Tutorial: Data Ingest for CSV Sources

DarkLight can ingest data in either JSON or CSV (table) formats. This tutorial will walk through the process of going from file to graph.

Topics Covered:

  • Creating a Folder Data Feed
  • Creating a CSV Table Reify Configuration
  • Using a Playbook to process the file through the reify config

Just to keep everything clean while you work on this tutorial, let's work in a separate workspace.

  1. Choose File→Switch Workspace
  2. In the dialog that comes up, type in the name of the folder you want to hold the tutorial, or click the Browse button and choose a new empty folder.

  3. Click Yes to allow DarkLight to create the new directory
  4. Click Yes to restart DarkLight
    1. DarkLight will restart and create your new workspace
  5. Close the Welcome window
  1. Open the PRO Playbooks Perspective from the top-right corner

  2. Create a new Data Feed with Connection Type of "Folder" from the Data Feeds view.

  3. Click on the new item in the Data Feeds list

  4. Enter a new name in the Name field. For this tutorial, we'll use the name "CSV Folder"
  5. Click the Browse button and choose or create an empty folder on your system where you will drop files you want ingested into DarkLight


    DarkLight does not discriminate the files dropped into this folder. It will ingest any file that is in this folder and try to send it to a PRO Playbook. If there are no playbooks that ingest the file, it will be deleted.
  6. Check the Archive button if you want the files dropped into the folder to be copied into an "Archive" folder before they are ingested.
  7. Check the box next to the folder name to activate the Feed. You should see a white cloud icon show up to the left of it. This indicates that the feed is configured correctly but no data has been processed with the feed yet.
  1. Open the Reify Perspective from the top-right corner

  2. Create a new Reify config with Source Type of "TABLE"

  3. Download this sample file of employee data: tut-sample-employees.csv
    1. Note: This data contains synthetic user information generated at http://generatedata.com.
  4. Click the Load/Paste button and browse to the file

  5. Make sure Comma and 1st Row Header remain selected, and click OK
  6. Change the "Reifier Name" to "Employees"

  7. Click <Choose Class and ID> and set the class to ent:Employee. This will be the type of object created, and will be at the center of the graph.

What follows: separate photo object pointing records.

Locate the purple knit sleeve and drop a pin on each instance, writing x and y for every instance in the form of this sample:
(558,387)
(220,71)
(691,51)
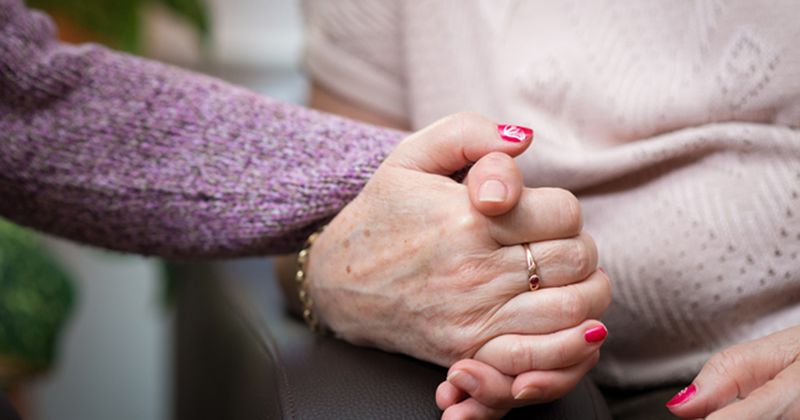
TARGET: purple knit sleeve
(129,154)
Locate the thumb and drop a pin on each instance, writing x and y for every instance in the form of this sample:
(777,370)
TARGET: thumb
(494,184)
(455,141)
(728,375)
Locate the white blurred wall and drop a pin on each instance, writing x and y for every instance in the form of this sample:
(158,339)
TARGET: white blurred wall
(115,356)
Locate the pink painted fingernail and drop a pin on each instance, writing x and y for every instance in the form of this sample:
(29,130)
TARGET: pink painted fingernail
(595,334)
(515,133)
(683,396)
(527,394)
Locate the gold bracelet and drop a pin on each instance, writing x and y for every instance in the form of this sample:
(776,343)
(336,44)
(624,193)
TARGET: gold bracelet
(302,285)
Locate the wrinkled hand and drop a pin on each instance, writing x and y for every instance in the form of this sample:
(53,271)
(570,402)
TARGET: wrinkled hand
(411,266)
(759,379)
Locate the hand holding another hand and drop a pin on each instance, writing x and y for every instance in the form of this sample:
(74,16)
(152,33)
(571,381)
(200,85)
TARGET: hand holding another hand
(424,265)
(759,379)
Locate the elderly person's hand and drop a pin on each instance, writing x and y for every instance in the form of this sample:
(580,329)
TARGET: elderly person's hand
(411,266)
(759,379)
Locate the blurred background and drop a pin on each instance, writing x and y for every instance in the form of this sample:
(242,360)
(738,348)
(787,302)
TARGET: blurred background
(112,351)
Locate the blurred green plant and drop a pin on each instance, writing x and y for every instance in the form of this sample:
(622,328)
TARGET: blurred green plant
(120,21)
(36,298)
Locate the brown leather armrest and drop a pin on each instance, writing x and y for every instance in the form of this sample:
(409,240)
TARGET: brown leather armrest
(240,356)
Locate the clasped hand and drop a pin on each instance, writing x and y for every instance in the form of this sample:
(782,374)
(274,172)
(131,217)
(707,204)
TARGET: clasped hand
(424,265)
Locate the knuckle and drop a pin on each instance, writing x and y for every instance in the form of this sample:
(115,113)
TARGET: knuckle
(521,358)
(585,262)
(460,122)
(605,295)
(725,362)
(574,308)
(570,211)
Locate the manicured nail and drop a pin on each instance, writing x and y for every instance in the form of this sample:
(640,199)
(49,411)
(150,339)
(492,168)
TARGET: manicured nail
(515,133)
(492,191)
(595,334)
(526,394)
(463,380)
(683,396)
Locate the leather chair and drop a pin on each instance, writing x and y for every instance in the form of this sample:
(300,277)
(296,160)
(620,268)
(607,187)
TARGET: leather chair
(239,355)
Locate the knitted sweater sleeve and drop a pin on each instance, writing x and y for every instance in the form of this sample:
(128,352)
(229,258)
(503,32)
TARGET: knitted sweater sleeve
(129,154)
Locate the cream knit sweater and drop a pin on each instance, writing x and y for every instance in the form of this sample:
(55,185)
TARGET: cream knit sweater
(677,123)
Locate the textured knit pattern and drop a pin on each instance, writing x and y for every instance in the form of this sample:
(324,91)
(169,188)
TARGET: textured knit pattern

  8. Choose the Class+JSONPath Value option from IRI Options, and pick $.ID from the list. Since the ID value uniquely identifies this employee, it will give the Employee object a name something like "Employee-Donovan06156".
  9. Click the Save Reifier button at the bottom of the window in the orange bar

    A Note About Ontologies

    To keep this tutorial concise, we're using an ontology that comes with DarkLight called tag:champtc:enterprise and a shorthand prefix of ent. When you do this process with your own data, you will either be using a different ontology or make your own. To learn more about ontologies, see Ontology: Planning Your Data Model
  10. Add the first field in the CSV file to the configuration side by dragging it to the right.

  11. Now we need to tell DarkLight what kind of association this property is to the Employee. Click <Assign Data Property> and choose ent:hasFirstName. Note that you can type in the filter box and narrow your choices.

  12. Repeat the previous steps for the remaining fields (we won't be using the "number" field; it was just used to generate the ID in the sample data). Instead of dragging over one item at a time, however, use the Shift key to select all three then drag them all at the same time.

  13. Click the <Assign Data Propery> buttons next to each of the properties you just added. Choose ent:hasLastName, ent:hasEmailAddress, and ent:hasAccountName for the Data Properties. These data properties (links in the graph) will point to the values that describe the Employee object.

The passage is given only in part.